The judge in my divorce case agreed that name calling fit the definition of cruel and inhuman treatment, which is one of the categories of grounds for divorce in my state. Does your friend want her daughter growing up to believe that it's acceptable to be treated like this by a so called man?

still learning's picture

Your friend has got some serious deep issues since she keeps choosing the same kind of man over and over. It's sad that her young daughter has to suffer for her mothers bad taste in men.

WTF...REALLY's picture

So sorry your friend is repeating her pattern for men. I hope she wakes up sooner than later so she doesn’t teach her daughter to also be treated like this when she becomes a woman Sad

FrenchPeas's picture

Yea, I agree name callingbis abuse. It kills me she stays with him. Her daughter is more important than this. She said her ex didn't name call her. I said then allowing it to continue is accepting it. I told her any behavior she is dealing with now is only going to be worse and not better. She does realize he's not likely to change. I said don't keep taking this mess off him. He Is pretty typical in that he apologizes and is nice for a while. Then goes right back to the bad behavior. The standard cycle of abuse.

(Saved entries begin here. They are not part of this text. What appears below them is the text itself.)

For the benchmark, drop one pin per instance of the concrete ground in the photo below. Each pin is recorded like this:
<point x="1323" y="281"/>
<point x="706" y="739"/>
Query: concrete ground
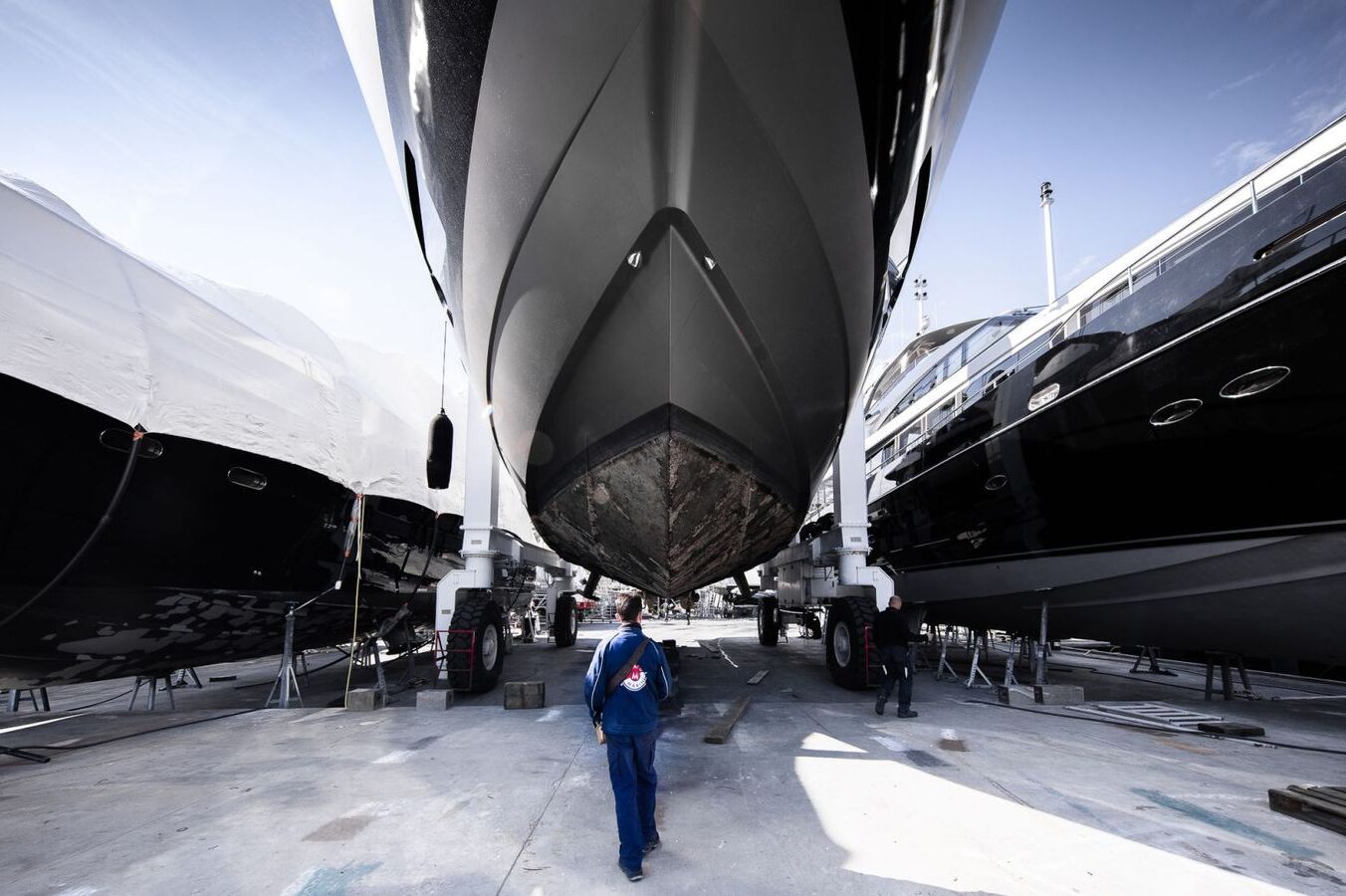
<point x="813" y="791"/>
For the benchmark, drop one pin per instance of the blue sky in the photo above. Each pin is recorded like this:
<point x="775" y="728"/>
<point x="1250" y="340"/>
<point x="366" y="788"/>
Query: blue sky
<point x="230" y="138"/>
<point x="1136" y="112"/>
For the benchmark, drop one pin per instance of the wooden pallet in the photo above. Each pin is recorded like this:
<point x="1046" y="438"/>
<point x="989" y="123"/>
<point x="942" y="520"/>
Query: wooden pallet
<point x="1322" y="806"/>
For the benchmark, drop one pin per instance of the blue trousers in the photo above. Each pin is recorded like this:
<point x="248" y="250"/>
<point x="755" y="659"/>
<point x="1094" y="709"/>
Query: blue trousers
<point x="630" y="765"/>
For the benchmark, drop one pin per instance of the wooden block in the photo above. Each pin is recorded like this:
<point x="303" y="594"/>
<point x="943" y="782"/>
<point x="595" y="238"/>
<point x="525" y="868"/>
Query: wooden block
<point x="363" y="700"/>
<point x="1300" y="803"/>
<point x="1234" y="730"/>
<point x="1059" y="694"/>
<point x="720" y="732"/>
<point x="434" y="699"/>
<point x="525" y="694"/>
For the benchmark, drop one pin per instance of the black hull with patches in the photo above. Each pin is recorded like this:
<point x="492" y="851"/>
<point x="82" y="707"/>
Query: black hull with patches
<point x="193" y="567"/>
<point x="665" y="244"/>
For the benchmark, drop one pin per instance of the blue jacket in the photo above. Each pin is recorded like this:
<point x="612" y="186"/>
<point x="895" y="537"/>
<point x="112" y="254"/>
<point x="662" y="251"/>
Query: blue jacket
<point x="633" y="708"/>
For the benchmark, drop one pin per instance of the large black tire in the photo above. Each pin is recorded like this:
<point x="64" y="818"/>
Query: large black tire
<point x="769" y="622"/>
<point x="478" y="613"/>
<point x="565" y="624"/>
<point x="847" y="622"/>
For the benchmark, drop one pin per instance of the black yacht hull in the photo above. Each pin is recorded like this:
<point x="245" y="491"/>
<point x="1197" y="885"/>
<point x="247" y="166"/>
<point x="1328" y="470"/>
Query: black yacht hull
<point x="201" y="558"/>
<point x="662" y="229"/>
<point x="1220" y="531"/>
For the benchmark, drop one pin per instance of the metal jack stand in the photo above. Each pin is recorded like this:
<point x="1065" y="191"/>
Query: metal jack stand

ProbablyAlreadyInsane's picture

The poor thing!!! like legitimately I want to give her a hug! And then slap her in the face and tell her to get away from him!!! Keep working on it and supporting her! Even if she doesn’t un, it’s bound to snap and go sour eventually, and she’s gonna need you there at that point especially! I hope she smartens up, but there’s no guarantee of that... So be there for her! You don’t want to push her away so she knows she can come to you when it goes bad later...

moving_on_again's picture

I hate reading this kind of stuff. Makes me sick that she doesn't think she deserves better.

FrenchPeas's picture

Yep. I am sticking with her so when she gets it, I can be a good friend to her. It makes me sad.